Under Tryon’s care, Poggio was named the Best Conditioned Horse at the Rolex Kentucky Three-Day Event in 2002. In 2006, Tryon was named The Chronicle of the Horse Eventing Horseman of the Year and Poggio was named Eventing Horse of the Year. Tryon also volunteered on a number of USEA and USEF committees and was very active on the USEA Safety Committee. Her contributions to the growth of the sport in her own Area VII were immense.
==Rolex Kentucky incident and abuse allegations==
At the Rolex Kentucky cross-country on April 28, 2007, Amy Tryon continued to ride for approximately 30 seconds after her horse, Le Samurai, had sustained what later proved to be a fatal injury. Few equestrian events have garnered the kind of emotion that was elicited after the Rolex Kentucky cross-country on April 28, when Amy Tryon jumped the last fence and completed approximately the final 30 seconds of the course after her mount, Le Samurai, had sustained what later proved to be a fatal injury.

On July 20, the Fédération Equestre Internationale’s Tribunal determined that Tryon was guilty of unintentional abuse, sentencing her to a two-month suspension and a combined fine and reimbursement of legal expenses of approximately $2,000. Tryon chose not to appeal, so the suspension began immediately. Following the ruling, Tryon was free to talk about the situation for the first time.

Tryon believed that the FEI Tribunal process was fair. “They tried very hard to take everything into consideration. It was done in a fair manner, and they listened to what I said and what Mark Phillips and Karen O’Connor said on my behalf,” she said. “I was willing to accept what they handed me. I felt I wasn’t in a position to judge either way.”

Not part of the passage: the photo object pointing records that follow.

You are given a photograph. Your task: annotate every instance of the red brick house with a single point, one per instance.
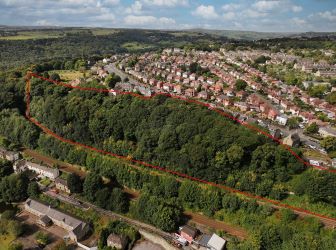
(188, 233)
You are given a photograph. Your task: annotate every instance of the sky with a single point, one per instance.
(251, 15)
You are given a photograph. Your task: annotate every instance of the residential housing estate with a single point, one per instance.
(23, 165)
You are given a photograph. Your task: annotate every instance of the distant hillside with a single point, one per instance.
(253, 35)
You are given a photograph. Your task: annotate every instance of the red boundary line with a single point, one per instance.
(176, 173)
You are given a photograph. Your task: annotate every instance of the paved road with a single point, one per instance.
(70, 168)
(111, 68)
(80, 204)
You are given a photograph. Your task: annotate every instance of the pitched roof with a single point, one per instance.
(55, 214)
(189, 230)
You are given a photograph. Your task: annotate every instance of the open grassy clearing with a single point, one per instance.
(68, 75)
(136, 46)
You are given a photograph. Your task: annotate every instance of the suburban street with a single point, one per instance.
(307, 140)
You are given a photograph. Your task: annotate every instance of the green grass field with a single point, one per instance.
(132, 46)
(68, 75)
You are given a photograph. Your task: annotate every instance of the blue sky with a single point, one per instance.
(255, 15)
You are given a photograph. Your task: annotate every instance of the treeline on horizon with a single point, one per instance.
(163, 198)
(85, 45)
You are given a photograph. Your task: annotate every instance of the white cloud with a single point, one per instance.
(264, 5)
(250, 13)
(206, 12)
(298, 21)
(276, 6)
(328, 15)
(43, 23)
(111, 2)
(152, 21)
(297, 8)
(229, 16)
(135, 8)
(231, 6)
(166, 3)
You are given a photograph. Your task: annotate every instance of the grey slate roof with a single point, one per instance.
(55, 214)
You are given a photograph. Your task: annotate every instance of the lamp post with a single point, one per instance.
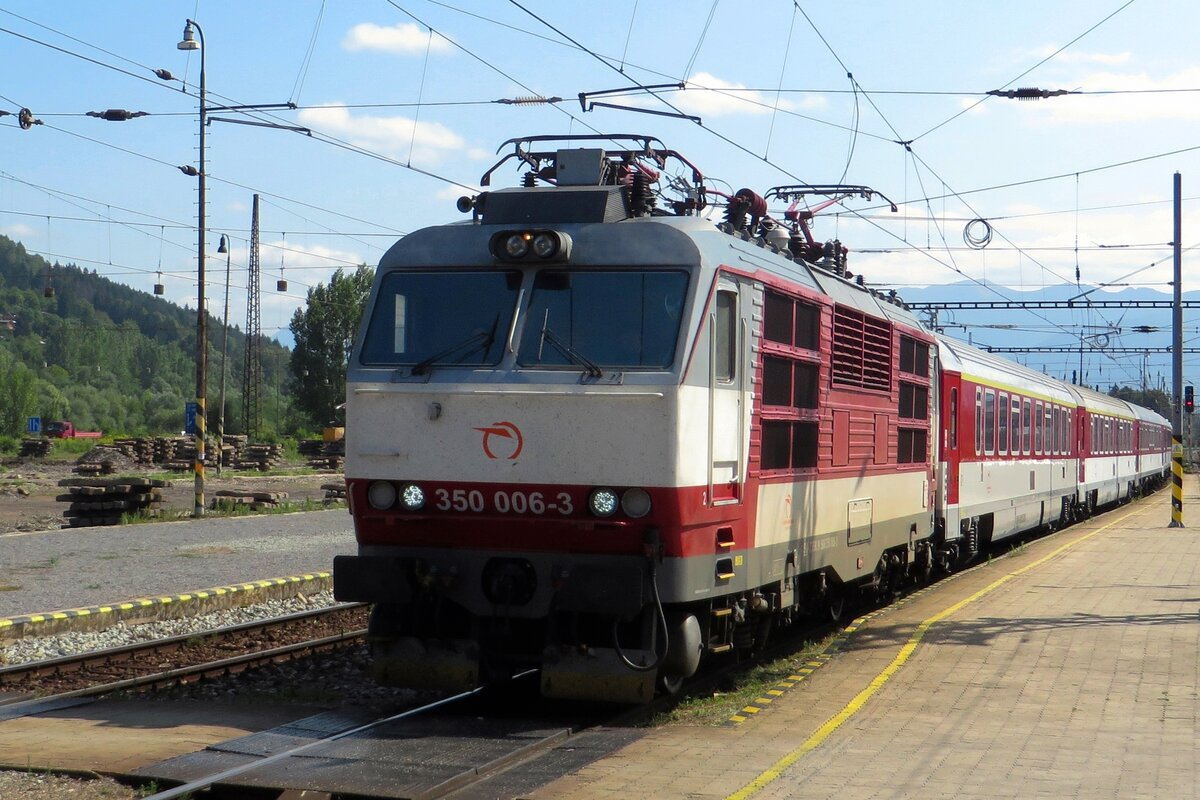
(225, 353)
(190, 43)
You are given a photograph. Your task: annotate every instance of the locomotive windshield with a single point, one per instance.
(451, 318)
(604, 319)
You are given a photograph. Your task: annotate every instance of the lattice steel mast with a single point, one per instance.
(252, 379)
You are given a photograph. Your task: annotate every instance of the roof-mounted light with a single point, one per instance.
(540, 245)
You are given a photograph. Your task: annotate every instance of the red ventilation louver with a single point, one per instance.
(862, 350)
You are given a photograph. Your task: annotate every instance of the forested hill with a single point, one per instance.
(111, 358)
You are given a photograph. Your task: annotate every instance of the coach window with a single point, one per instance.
(978, 421)
(989, 421)
(1017, 425)
(1026, 429)
(1055, 422)
(1037, 428)
(954, 419)
(1002, 446)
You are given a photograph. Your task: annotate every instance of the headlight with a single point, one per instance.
(545, 245)
(635, 503)
(382, 495)
(412, 498)
(603, 503)
(517, 245)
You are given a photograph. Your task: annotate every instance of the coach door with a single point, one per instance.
(726, 408)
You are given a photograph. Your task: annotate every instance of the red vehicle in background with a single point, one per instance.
(66, 429)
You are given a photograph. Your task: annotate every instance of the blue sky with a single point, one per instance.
(769, 85)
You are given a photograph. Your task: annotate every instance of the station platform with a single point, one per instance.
(1068, 668)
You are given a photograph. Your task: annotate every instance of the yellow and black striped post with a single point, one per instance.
(1176, 481)
(198, 510)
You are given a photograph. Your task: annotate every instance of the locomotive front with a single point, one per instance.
(515, 437)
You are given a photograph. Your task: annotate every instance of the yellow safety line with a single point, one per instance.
(775, 770)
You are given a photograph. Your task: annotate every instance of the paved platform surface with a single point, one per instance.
(47, 571)
(1067, 669)
(123, 735)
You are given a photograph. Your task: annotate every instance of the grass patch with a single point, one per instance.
(739, 690)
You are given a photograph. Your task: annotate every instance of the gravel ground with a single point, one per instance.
(76, 642)
(76, 567)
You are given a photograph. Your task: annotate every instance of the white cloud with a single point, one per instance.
(1071, 56)
(17, 230)
(393, 136)
(405, 38)
(711, 96)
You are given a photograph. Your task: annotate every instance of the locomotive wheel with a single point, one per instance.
(837, 605)
(925, 564)
(671, 684)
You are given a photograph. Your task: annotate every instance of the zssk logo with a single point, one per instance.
(511, 441)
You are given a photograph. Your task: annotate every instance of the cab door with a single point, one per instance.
(726, 392)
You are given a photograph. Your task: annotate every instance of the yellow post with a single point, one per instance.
(1176, 481)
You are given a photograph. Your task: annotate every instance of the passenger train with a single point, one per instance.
(592, 432)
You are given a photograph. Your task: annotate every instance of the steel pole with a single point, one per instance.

In terms of a reaction from the U.S. Equestrian Federation or U.S. Eventing Association, Tryon said that the USEF was very supportive of her in a statement to the FEI regarding her record as a competitor but remained neutral in declaring whether she was right or wrong.

Not one of Tryon’s owners withdrew their support, and neither did her sponsors.

“I apologize to the FEI, to the Broussard family [who owned Le Samurai], to my husband Greg and to my fellow competitors,” said Tryon through tears. “I have been, my entire life, in defense of animals, and I never would have caused intentional pain. I realize my actions were wrong, and I want to sincerely apologize to everyone.”

==Death==
Tryon was found dead at her home in Duvall, Washington on April 12, 2012. According to the King County Medical Examiner's Office, she died of an accidental drug overdose. Toxicology reports revealed toxic levels of oxycodone, diphenhydramine, alprazolam, lorazepam, diazepam, and temazepam in her system at the time of her death. According to her husband, Greg, "she had her jaw dislocated on the Sunday before her death by a horse,” said her husband, Greg. “She’d had surgery to have both joints put back in on Tuesday. She took way too many of her muscle relaxants, plus the pain medication that she was on for the jaw, and apparently some other stuff as well. You couple all that together, and it’s a lethal combination. She was taking it as her management of the pain from the jaw. She wasn’t on that prior to that event. According to the medical examiner, it wasn’t the amount that was in her system, it was the different types."

He said Amy was feeling very positive before her death with two promising young horses in the barn and an enthusiastic barn staff who made the barn a fun place to work. “Some friends in the horse world from both sides of the Atlantic were going to go to Africa on a safari with horses. When she came home from California the week before she was non-stop chatting about wanting to go on this safari."

Captain Mark Phillips, US Eventing Team Chef d’Equipe, said: “Amy was one of my first developing riders on the West Coast and went on to be a regular member of the team for 10 years. We won the Worlds in 2002 and she was third individually in the Aachen World Equestrian Games. We will all miss her terribly. She was a central member of the team, and was part of some of our most successful years."